Why Alibaba Is a Buy on This Pullback
Despite a 45% year-to-date gain, Alibaba remains a compelling long-term investment, especially on this pullback. China’s shift toward a consumption-driven economy—targeting 70% of GDP by 2030 (up from ~38% today)—positions Alibaba to capitalize on a projected e-commerce market expansion from $1.57 trillion in 2025 to $2.54 trillion by 2030 (10.07% CAGR). Alibaba’s platforms (Taobao, Tmall, AliExpress) and Alipay, which powered 90% of Singles Day 2017 purchases via mobile, align perfectly with this trend.
Last quarter, Alibaba’s revenue and EPS slightly missed expectations due to heavy AI and cloud infrastructure investments; however, I don’t see this as a red flag—here’s why:
Cloud and AI Growth: Alibaba’s cloud segment grew 18% YoY, with EBITDA surging 69% to $333 million. AI-related revenue posted triple-digit YoY growth for the seventh consecutive quarter.
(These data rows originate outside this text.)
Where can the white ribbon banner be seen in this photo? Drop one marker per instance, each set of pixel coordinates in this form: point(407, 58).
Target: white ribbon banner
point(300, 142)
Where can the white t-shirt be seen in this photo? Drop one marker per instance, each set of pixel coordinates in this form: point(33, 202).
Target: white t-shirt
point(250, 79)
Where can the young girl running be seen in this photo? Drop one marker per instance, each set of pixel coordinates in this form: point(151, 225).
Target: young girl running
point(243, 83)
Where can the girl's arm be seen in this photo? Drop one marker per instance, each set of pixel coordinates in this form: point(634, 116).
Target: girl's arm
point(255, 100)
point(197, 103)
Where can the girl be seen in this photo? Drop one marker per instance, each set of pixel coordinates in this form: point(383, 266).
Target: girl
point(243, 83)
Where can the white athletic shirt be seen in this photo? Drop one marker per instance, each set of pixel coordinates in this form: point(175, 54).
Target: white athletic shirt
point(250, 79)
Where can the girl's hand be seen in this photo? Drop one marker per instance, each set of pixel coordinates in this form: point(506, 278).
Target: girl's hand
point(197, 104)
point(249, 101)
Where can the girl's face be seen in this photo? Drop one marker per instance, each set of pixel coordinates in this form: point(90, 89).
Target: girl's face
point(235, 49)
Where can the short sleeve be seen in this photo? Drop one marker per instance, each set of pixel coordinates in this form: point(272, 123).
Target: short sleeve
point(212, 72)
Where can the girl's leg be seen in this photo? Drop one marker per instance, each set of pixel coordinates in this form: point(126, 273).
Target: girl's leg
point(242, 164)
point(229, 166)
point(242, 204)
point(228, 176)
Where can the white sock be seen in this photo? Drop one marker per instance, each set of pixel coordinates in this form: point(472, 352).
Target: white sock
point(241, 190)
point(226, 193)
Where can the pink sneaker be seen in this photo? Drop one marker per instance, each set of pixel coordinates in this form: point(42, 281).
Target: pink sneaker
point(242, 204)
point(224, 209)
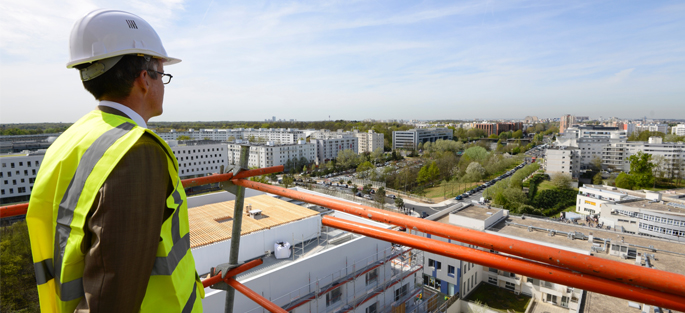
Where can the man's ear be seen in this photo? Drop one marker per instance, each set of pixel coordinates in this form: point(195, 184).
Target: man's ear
point(143, 81)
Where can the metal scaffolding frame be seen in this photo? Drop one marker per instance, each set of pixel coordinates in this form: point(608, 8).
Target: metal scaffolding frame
point(627, 281)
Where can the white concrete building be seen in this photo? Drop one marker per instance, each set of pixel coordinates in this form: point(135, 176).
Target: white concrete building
point(410, 139)
point(325, 269)
point(204, 134)
point(17, 175)
point(328, 144)
point(678, 130)
point(271, 154)
point(464, 277)
point(562, 160)
point(369, 141)
point(198, 158)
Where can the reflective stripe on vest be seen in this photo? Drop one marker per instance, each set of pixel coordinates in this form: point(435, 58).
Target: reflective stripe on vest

The Qwen3 series, Alibaba’s leading open-source large language model (LLM), strengthens its dual leadership in AI and cloud, a unique synergy no other company globally matches.
E-commerce Strength: Taobao and Tmall revenues rose 9%, with EBITA up 8%. The premium 88VIP membership grew double-digits, surpassing 50 million users. Customer Management Revenues (CMR) increased 12%, with strong growth projected through 2026.
Cainiao and AIDC: While Cainiao (logistics) and AIDC (international e-commerce) underperformed, these are growth bets, not structural issues. Cainiao’s integration enhances delivery efficiency, and AIDC’s platforms (AliExpress, Lazada) are expanding globally, particularly in Southeast Asia.
Capital Returns: Alibaba returned $16.5 billion to shareholders in FY2025 ($11.9 billion in buybacks, reducing share count by 5.1%, and $4.6 billion in dividends). Non-core asset sales, like Sun Art, could yield $2.6 billion more.
Alibaba’s AI investments, while pressuring short-term free cash flow, position it as the cheapest way to play the AI boom in a market transitioning to consumption. Its stake in Ant Group, poised for a future IPO, and strategic investments in smaller firms via free AI/cloud services add further upside.
Conclusion
This quarter’s robust earnings, with S&P 500 EPS growth tracking at 13.5% YoY, well above the expected 6%, signal a resilient market despite tariff concerns. Consumer and business spending remain strong, and with credit card balance trends healthier than pre-2019 levels, the economy is on solid footing. The market offers tactical opportunities to buy pullbacks, but the easiest money lies in owning great companies at discounted prices. Alibaba stands out as the best way to play China’s consumer-driven transformation and the global AI race. For long-term investors, I recommend reviewing Alibaba’s latest earnings call transcript to appreciate its full potential. Other China plays like Estée Lauder (EL) and JD.com (JD) are also on my radar. I’ll do a deeper dive into these in a future article.
Thanks Dman. Appreciate the info. I have a position in BABA today, but agree that buying the dip has merit and will increase my position.